WITH any major news story like the Skripal attack, the lack of information in the public domain inevitably leads to rumours and counter rumours taking root. What has happened to the disappearing ducks in the Maltings? Answer – they’ve gone off to find people to feed them bread elsewhere. Were the rabbits left behind in the pub also poisoned? Answer – they were taken to Porton Down for a check up, but are also fine.

Fisherton Mill, meanwhile, has seen some out-of-towners confusing it with The Mill pub and assuming it is closed. But the award-winning art gallery, café and studios complex is very much open and gearing up for one of its largest exhibitions of the year – Impress III, which opens this Saturday. Earlier this week, I caught up with Lauren McQuaid, one of the curators, who told me a little more about it.

The focus of Impress III is on printmaking. It’s the third year that Fisherton Mill has run the exhibition, quickly establishing itself as one of the gallery’s most popular events. This year’s version is the largest yet, with eleven printmakers displaying their work, many of whom are doing so in Salisbury for the first time.

Printmaking as an art form is an umbrella term for a number of different techniques: everything from woodcuts to relief printing, silkscreen to etchings, lino cuts to lithography. As techniques go, many of these stretch back through the years: lithography had its origins at the end of the eighteenth century; etching as an art form was first used three hundred years earlier; woodcut was regularly used in China by the fifth century.

Lauren, whose own artwork specialises in lino printing, explained that one of the attractions of printmaking as a technique is in its tangibility. Whereas technology can take art away from the artist, there is a richness, depth and physicality to printmaking that really appeals. The same can be said of its connection back to older art forms – a sense of an artist using techniques from the past to capture the world of today. Thirdly, there is the uniqueness to each individual print: once it is made, there is no touching up that can be done.

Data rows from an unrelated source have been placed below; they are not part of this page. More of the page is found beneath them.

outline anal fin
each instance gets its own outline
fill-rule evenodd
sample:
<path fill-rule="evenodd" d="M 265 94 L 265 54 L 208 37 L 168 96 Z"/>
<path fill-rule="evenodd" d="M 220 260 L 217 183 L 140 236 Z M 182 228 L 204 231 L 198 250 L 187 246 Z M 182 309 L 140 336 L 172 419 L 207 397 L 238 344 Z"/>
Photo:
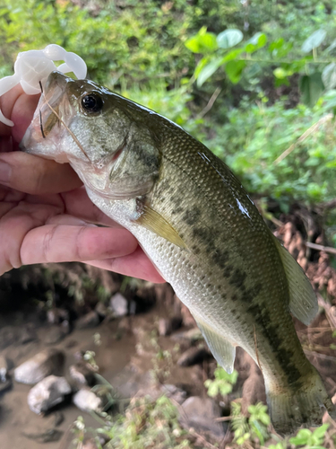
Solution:
<path fill-rule="evenodd" d="M 297 260 L 276 237 L 274 241 L 289 282 L 289 310 L 297 320 L 308 325 L 318 313 L 317 299 L 313 286 Z"/>
<path fill-rule="evenodd" d="M 205 324 L 203 321 L 194 315 L 194 318 L 218 364 L 228 374 L 231 374 L 236 357 L 236 348 L 227 339 L 213 330 L 208 324 Z"/>

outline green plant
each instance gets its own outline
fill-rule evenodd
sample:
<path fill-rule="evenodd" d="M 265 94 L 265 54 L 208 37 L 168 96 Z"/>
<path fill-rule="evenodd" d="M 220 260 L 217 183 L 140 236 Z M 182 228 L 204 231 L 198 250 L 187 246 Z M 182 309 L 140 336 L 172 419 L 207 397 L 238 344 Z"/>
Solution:
<path fill-rule="evenodd" d="M 205 387 L 208 389 L 208 394 L 214 398 L 218 394 L 225 396 L 232 392 L 238 377 L 238 373 L 234 370 L 231 374 L 228 374 L 223 368 L 219 366 L 214 372 L 214 380 L 207 379 L 204 382 Z"/>
<path fill-rule="evenodd" d="M 182 449 L 192 444 L 177 420 L 177 410 L 171 401 L 161 396 L 157 401 L 132 400 L 125 416 L 105 421 L 96 430 L 108 438 L 107 449 Z"/>
<path fill-rule="evenodd" d="M 336 44 L 323 51 L 322 59 L 317 57 L 317 48 L 326 36 L 323 28 L 314 31 L 297 51 L 297 43 L 294 47 L 282 36 L 270 40 L 264 32 L 258 31 L 244 40 L 243 32 L 237 29 L 227 29 L 216 36 L 202 27 L 185 45 L 193 53 L 203 55 L 194 74 L 198 87 L 220 67 L 233 84 L 241 79 L 243 84 L 254 84 L 255 78 L 266 70 L 272 72 L 276 86 L 289 85 L 289 77 L 299 74 L 301 99 L 305 104 L 314 106 L 324 90 L 336 86 L 336 64 L 329 54 L 330 48 Z"/>
<path fill-rule="evenodd" d="M 256 440 L 262 445 L 270 436 L 268 427 L 271 424 L 267 414 L 267 406 L 261 402 L 248 407 L 249 416 L 242 413 L 239 402 L 231 402 L 231 426 L 235 434 L 235 440 L 243 445 L 247 440 Z"/>
<path fill-rule="evenodd" d="M 323 444 L 329 424 L 323 424 L 321 427 L 312 432 L 308 428 L 302 428 L 296 436 L 289 439 L 289 443 L 296 446 L 303 446 L 303 449 L 324 449 Z"/>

The artists chosen for the exhibition not only showcase a variety of techniques but offer a variety in subject matter – everything from Margaret Ashman’s ghostly female figures to Sarah Duncan’s fascination with astronomy.

It would be very easy for Fisherton Mill to focus on perennially popular themes, such as landscapes. One of the exciting elements of Impress III, however, is the way it showcases artists and artwork that little bit different and unusual.